Department of Otorhinolaryngology and Head Neck Surgery, Institute of Post Graduate Medical Education and Research and SSKM Hospital, Kolkata, India.
Laryngoscope. 2020 Mar;130(3):797-802. doi: 10.1002/lary.28074. Epub 2019 May 23.
OBJECTIVES/HYPOTHESIS: To compare endoscopic ossiculoplasty with conventional microscopic technique in terms of postoperative hearing outcomes and complications.
Randomized controlled trial.
One hundred eighteen patients diagnosed with ossicular chain discontinuity were randomly assigned into two groups, one undergoing endoscopic ossiculoplasty and the other undergoing ossiculoplasty by the microscopic technique, with the operating surgeon being same for both groups. The two groups were compared in terms of operative time, postoperative air-bone gap, mean air-bone gap closure, and incidence of complications. Teflon prostheses (partial ossicular chain replacement prosthesis [PORP] and total ossicular chain replacement prosthesis [TORP]) were used for reconstruction in all cases.

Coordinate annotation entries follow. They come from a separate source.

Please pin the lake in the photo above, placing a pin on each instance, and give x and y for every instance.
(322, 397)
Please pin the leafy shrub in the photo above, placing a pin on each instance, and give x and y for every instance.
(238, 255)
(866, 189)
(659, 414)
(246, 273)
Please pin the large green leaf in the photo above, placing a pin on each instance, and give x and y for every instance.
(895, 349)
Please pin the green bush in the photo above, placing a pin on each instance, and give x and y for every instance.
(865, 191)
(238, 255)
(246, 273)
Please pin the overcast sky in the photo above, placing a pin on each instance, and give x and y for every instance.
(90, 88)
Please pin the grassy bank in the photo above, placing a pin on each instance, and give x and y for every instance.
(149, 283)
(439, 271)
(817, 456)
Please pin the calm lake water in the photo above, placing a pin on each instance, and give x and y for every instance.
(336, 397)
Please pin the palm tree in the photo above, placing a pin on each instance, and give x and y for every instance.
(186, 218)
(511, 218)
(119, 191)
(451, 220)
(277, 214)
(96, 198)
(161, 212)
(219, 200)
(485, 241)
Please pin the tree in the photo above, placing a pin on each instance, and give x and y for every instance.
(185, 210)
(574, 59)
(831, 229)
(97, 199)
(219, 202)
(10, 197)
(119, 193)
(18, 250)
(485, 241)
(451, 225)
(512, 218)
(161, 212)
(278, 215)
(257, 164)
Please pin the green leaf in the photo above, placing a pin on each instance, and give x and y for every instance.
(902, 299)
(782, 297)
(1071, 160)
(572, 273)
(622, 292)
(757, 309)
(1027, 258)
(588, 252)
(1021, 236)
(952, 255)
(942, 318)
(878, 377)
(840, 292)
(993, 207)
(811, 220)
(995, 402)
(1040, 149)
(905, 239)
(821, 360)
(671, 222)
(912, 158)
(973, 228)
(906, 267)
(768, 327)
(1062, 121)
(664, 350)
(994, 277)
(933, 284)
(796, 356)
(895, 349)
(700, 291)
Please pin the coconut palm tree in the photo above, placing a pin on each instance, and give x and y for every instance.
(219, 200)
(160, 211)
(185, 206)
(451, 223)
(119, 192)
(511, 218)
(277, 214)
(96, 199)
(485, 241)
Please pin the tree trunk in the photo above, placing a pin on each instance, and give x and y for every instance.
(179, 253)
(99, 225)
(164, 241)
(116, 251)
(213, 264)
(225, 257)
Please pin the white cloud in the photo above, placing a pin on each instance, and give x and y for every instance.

Endoscopic ossiculoplasty with PORP rendered a statistically significant mean postoperative air-bone gap and air-bone gap closure at 1 month when compared to that of microscopic PORP ossiculoplasty. However, there was no significant difference between the two techniques in terms of mean postoperative air-bone gap and air-bone gap closure at 3 and 6 months. In the TORP ossiculoplasty cases, there was no significant difference in mean postoperative air-bone gap and air-bone gap closure at 1, 3, and 6 months. In terms of operative time and incidence of complications, no statistical significance was found between the two groups.
Endoscopic ossiculoplasty appears to provide superior visualization and better early audiological outcome (in PORP ossiculoplasty cases) when compared to microscopic technique. However, long-term audiological outcomes and incidence of complications remain comparable.
1 Laryngoscope, 130:797-802, 2020.
目的/假设:比较内镜听骨链重建术与传统显微镜技术在术后听力结果和并发症方面的差异。
随机对照试验。
将 118 例诊断为听骨链中断的患者随机分为两组,一组行内镜听骨链重建术,另一组行显微镜下听骨链重建术,两组的手术医生相同。比较两组手术时间、术后气骨导差、气骨导差平均闭合率及并发症发生率。所有病例均采用聚四氟乙烯(PORP 和 TORP)假体进行重建。
与显微镜下 PORP 听骨链重建术相比,内镜 PORP 听骨链重建术在术后 1 个月时的平均气骨导差和气骨导差闭合率有统计学意义。但在术后 3 个月和 6 个月时,两种技术的平均气骨导差和气骨导差闭合率无显著差异。在 TORP 听骨链重建病例中,1 个月、3 个月和 6 个月时的平均气骨导差和气骨导差闭合率无显著差异。在手术时间和并发症发生率方面,两组之间无统计学差异。
与显微镜技术相比,内镜听骨链重建术在 PORP 听骨链重建病例中提供了更好的可视化效果和更好的早期听力结果。然而,长期的听力结果和并发症发生率仍相当。
1 项喉镜,130:797-802,2020 年。